L`agence de presse américaine Associated Press (AP) rapporte que le 7 août 2009 des archéologues italiens ont annoncé avoir mis au jour une vaste villa considérée comme le lieu de naissance de l`empereur romain Vespasien. L`archéologue Filippo Coarelli a annoncé que ces ruines vieilles d`il y a deux mille ans ont été découvertes à quelque 130 km au nord-est de Rome, près de Cittareale. Le complexe datant du 1er siècle, qui s`étendait sur 14,000 m2, se trouvait au centre d`un village antique, Falacrine, où Vespasien a vu le jour. Pour Coarelli, « C`est la seule villa de ce genre dans le secteur, et sans doute l`endroit où il est né. Avec sa décoration luxueuse et son sol faits de différents marbres venus des quatre coins de la Méditerranée, il est clair que ce genre de chose ne pouvait qu`appartenir à quelqu`un de riche ayant une importante position sociale. Et ici, il s`agissait des Flaviens, la famille de Vespasien ».
Repères biographiques
Vespasien (en latin Titus Flavius Vespasianus) est né près de Reate (auj. Rieti) le 18 novembre de l`an 9 après Jésus-Christ. Il fut empereur romain de 69 à 79; le premier empereur à n`être pas romain. Petit-fils d`un centurion (sous-officier dans la légion) et fils d`un publicain (son père était percepteur d`impôts), il était issu de la petite bourgeoisie de la Sabine (Italie centrale) et devait à ses mérites propres la confiance des princes julio-claudiens. Il représentait une classe nouvelle prête à assumer le pouvoir après l`ancienne noblesse républicaine épuisée et décimée. Or, rien ne le désignait particulièrement à l`Empire; sa résistance à la tyrannie de Néron (37-68 ap. J.-C.) avait été des plus modestes. Néanmoins, il apportait avec lui les qualités de couches sociales nouvelles, différentes de la brillante aristocratie d`où sortis les précédents empereurs et une partie de leur entourage. Aux yeux du peuple, il était le restaurateur d`un ordre bienfaisant troublé par les guerres civiles, et l`admiration et la reconnaissance populaires s`empressèrent de voir en lui les marques de la faveur divine.
Commence alors pour lui une carrière militaire. Il est préteur sous Caligula (12-41), commandant d`une légion en Germanie au temps de Claude (10 av. J.-C.–54 ap. J.-C.), et fait une brillante campagne en Bretagne, en 43. Après avoir servi en Thrace et en Bretagne, il fut élu consul, en 51, nommé gouverneur de l`Afrique, vers 62, puis commandant en chef en Judée, où il mata la révolte des Juifs, en 67-68. L`année 68 vit se produire un fait capital : trois empereurs successivement passèrent et disparurent (Galba, Othon, Vitellius).
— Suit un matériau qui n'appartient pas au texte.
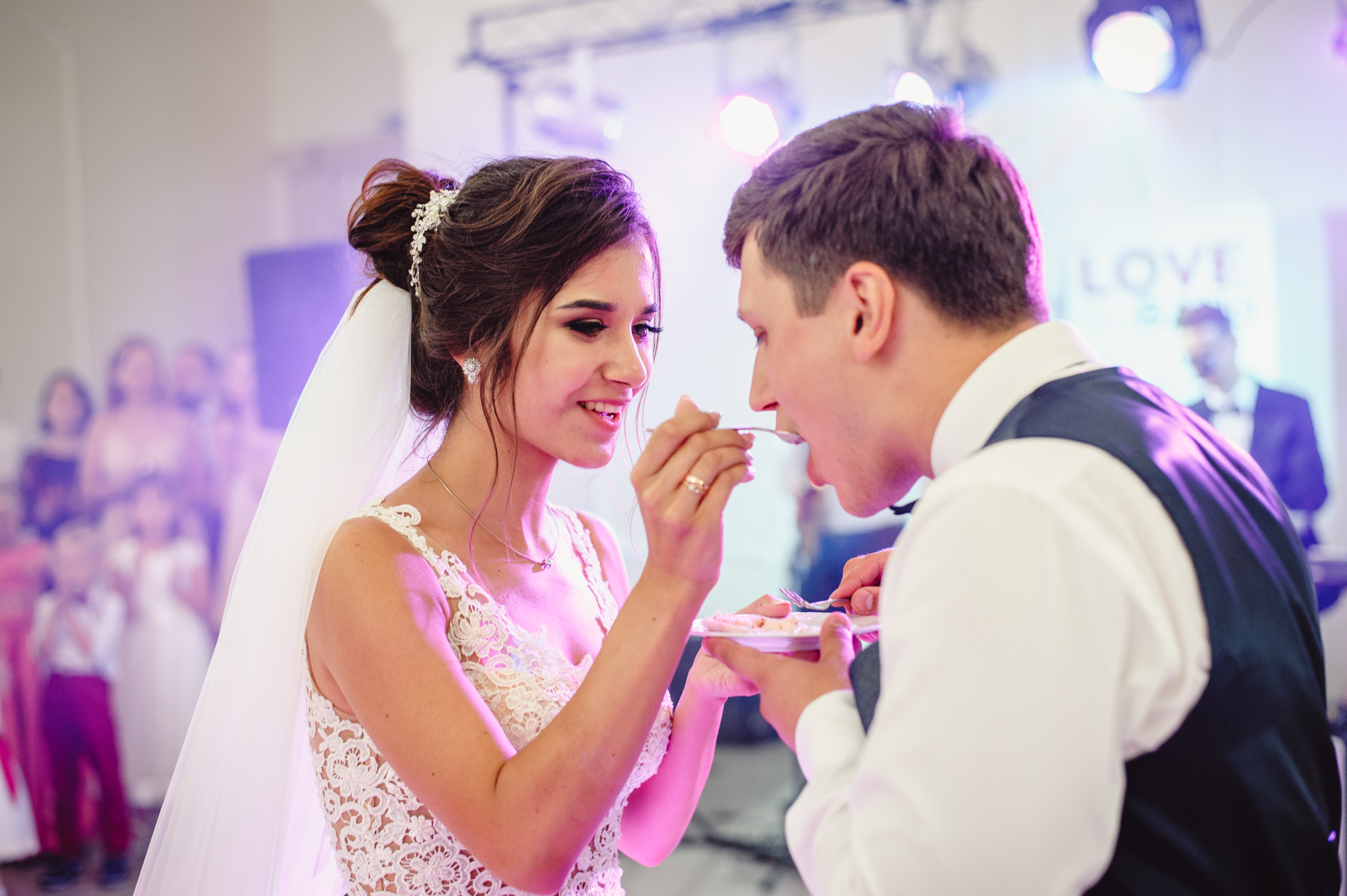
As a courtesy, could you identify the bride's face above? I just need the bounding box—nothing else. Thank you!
[506,239,659,469]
Le 1er juillet 69, à Alexandrie (Égypte), le général Vespasien fut proclamé empereur par les légions d`Orient et par celles du Danube alors qu`il dirigeait la guerre de Judée, mettant ainsi fin aux luttes sanglantes pour le pouvoir qui opposèrent Othon (32-69) et Vitellius (15-69) après la mort de Néron (37-68), ce dernier déclaré « ennemi public » et contraint de se suicider. Comme l`a vu l`historien romain Tacite (v.55-v.120), un empereur pouvait se faire ailleurs que dans Rome, et ne plus sortir de la famille julio-claudienne. Rapidement, il fut reconnu par les armées de Mésie, de Pannonie et d`Illyrie. Tandis qu`il restait en Orient, son général, Antonius Primus, envahit l`Italie, battit les armées de Vitellius à Bedriacum et à Crémone, puis s`empara de Rome. Il laissa alors le commandement militaire à son fils Titus (40-81 ap. J.-C.) et revint en Italie, à l`automne. En 70, en Gaule, il réprima la révolte du chef batave Claudius Civilis (1er s.) qui, profitant de la vacance du trône impérial entre Vitellius et Vespasien, suscita contre Rome une révolte des tribus germaniques auxquelles se joignit une partie de la Gaule sous la direction de l`officier romain d`origine gauloise Sabinus.
Restaurateur d`un ordre bienfaisant (restitutor) qu`avaient troublé les guerres civiles, il gagna vite l`admiration et la reconnaissance du peuple qui vit en lui les marques de la faveur divine. Il renforça la défense de l`Empire en réorganisant l`armée et en resserrant la discipline militaire. Il renforça la frontière du Rhin en annexant les Champs Décumates (région située entre le Main, le Rhin et le Danube). Il réorganisa l`Orient : la Judée fut réduite en province, la Commagène annexée à la Syrie en 72, la Cappadoce et la Petite Arménie absorbées par la Galatie. C`est lui qui fonda Ratisbonne et Vienne sur le Danube. Énergique et pondéré, Vespasien s`appliqua à rétablir l`ordre intérieur. Il redressa la situation financière par des économies et de nouveaux impôts qui lui permirent de réaliser de grands travaux publics. Par exemple, il reconstruisit le temple de Jupiter sur le Capitole, éleva le temple de la Paix (édifié après la victoire des Romains sur les révoltés juifs en 70 et que Pline l`Ancien considérait comme l`un des plus beaux édifices du monde), commença l`édification du Colisée (ou « amphithéâtre flavien »). Il remit aussi en état des aqueducs et des routes. Au lendemain de son avènement, il renouvela profondément le Sénat, qui avait été décimé par les guerres civiles, et il affaiblit l`opposition de l`aristocratie en favorisant l`entrée de parvenus, d`anciens officiers, de grands bourgeois provinciaux (surtout des occidentaux : Gaulois et Espagnols) dans le Sénat. Il déposséda le Sénat de la disposition des terres publiques pour les annexer à la couronne et les mettre en valeur systématiquement, suivant les méthodes hellénistiques.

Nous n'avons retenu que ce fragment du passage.